A nonsense mutation in the fibrillin-1 gene of a Marfan syndrome patient induces NMD and disrupts an exonic splicing enhancer

Abstract

A nonsense mutation in the fibrillin-1 (FBN1) gene of a Marfan syndrome (MFS) patient induces in-frame exon skipping of FBN1 exon 51. We present evidence, based on both in vivo and in vitro experiments, that the skipping of this exon is due to the disruption of an SC35-dependent splicing enhancer within exon 51. In addition, this nonsense mutation induces nonsense-mediated decay (NMD), which degrades the normally spliced mRNA in the patient's cells. In contrast to NMD, skipping of FBN1 exon 51 does not require translation.

Figure 1

FBN1 mRNAs carrying the Y2113X nonsense mutation are subject to NMD. (A) Schematic of the FBN1 exon 51 region. The Y2113X nonsense mutation is indicated, the primers used in the RT–PCR assay are indicated by arrows, and the probe utilized in the RNase protection assay is indicated by the heavy black line. (B) RT–PCR analysis of FBN1 transcripts in the presence of anisomycin, an inhibitor of protein synthesis. Fibroblasts from an MFS patient, harboring the mutant allele causing exon skipping (lanes 5–8), and from a healthy individual as control (lanes 1–4) were exposed to 100 μg/mL anisomycin for the indicated times (0 h, untreated).

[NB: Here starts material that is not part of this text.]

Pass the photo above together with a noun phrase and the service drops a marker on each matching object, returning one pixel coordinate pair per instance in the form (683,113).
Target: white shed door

RT–PCR amplification was carried out with primers F11S and F11-AS. The amplified DNA was cleaved with Bsu36 I, which cleaves at the site of the nonsense mutation. The DNA products were separated by electrophoresis, Southern blotted, and hybridized with the oligonucleotide probe F11D-AS. (C) RNase protection analysis shows that exon skipping does not require protein synthesis. RNA isolated from patient and control fibroblasts after exposure to anisomycin was subjected to RNase protection analysis with the F51–55 probe shown in A.

Figure 2

Mutations causing exon skipping in vivo. (A) Schematic of the OAT-FBN chimeric minigene used in this study. Mutations introduced in exon 51 are indicated below the sequence. (*) The site of the PTC at +26, which caused exon skipping in an MFS patient. (B) RT–PCR analysis of transcripts of the OAT-FBN minigenes, transiently transfected into human fibroblasts. Exon 51 skipping and inclusion was assayed with the wild-type construct (lane 2) and with constructs carrying PTCs at different positions: codon 2113 (lane 3), upstream (US) (lane 5), and downstream (DS) (lane 6). RNAs with missense mutations in a polypurine element (PPE) were assayed in lane 4. In lane 1, cells were mock transfected as a control.

Figure 3

In vitro splicing of dsx-FBN substrates. (A) Schematic representation of dsx-FBN splicing substrates. Dsx exonic sequences (dark boxes), ASLV and exon 6D sequences (light boxes) are shown. PTC PPE and US-PTC mutations indicated here correspond to the mutations in Figure 2A. (B) In vitro splicing reactions. The indicated radiolabeled pre-mRNAs were incubated in in vitro splicing reactions containing HeLa cell nuclear extract. RNA precursors and spliced products are indicated by the schematics at the left of the autoradiogram.

Figure 4

In vitro splicing of the dsx-FBN WT substrate in HeLa S100 extract complemented with SR proteins. The dsxFBN WT radiolabeled pre-mRNA was incubated in in vitro splicing reactions containing HeLa S100 extract (lanes 2–7 and 9–14) or HeLa nuclear extracts (lanes 1,8). Roughly 200 ng of each SR protein, purified from calf thymus, or 500 ng of a total SR protein preparation from HeLa cells was added to the splicing mixture as indicated.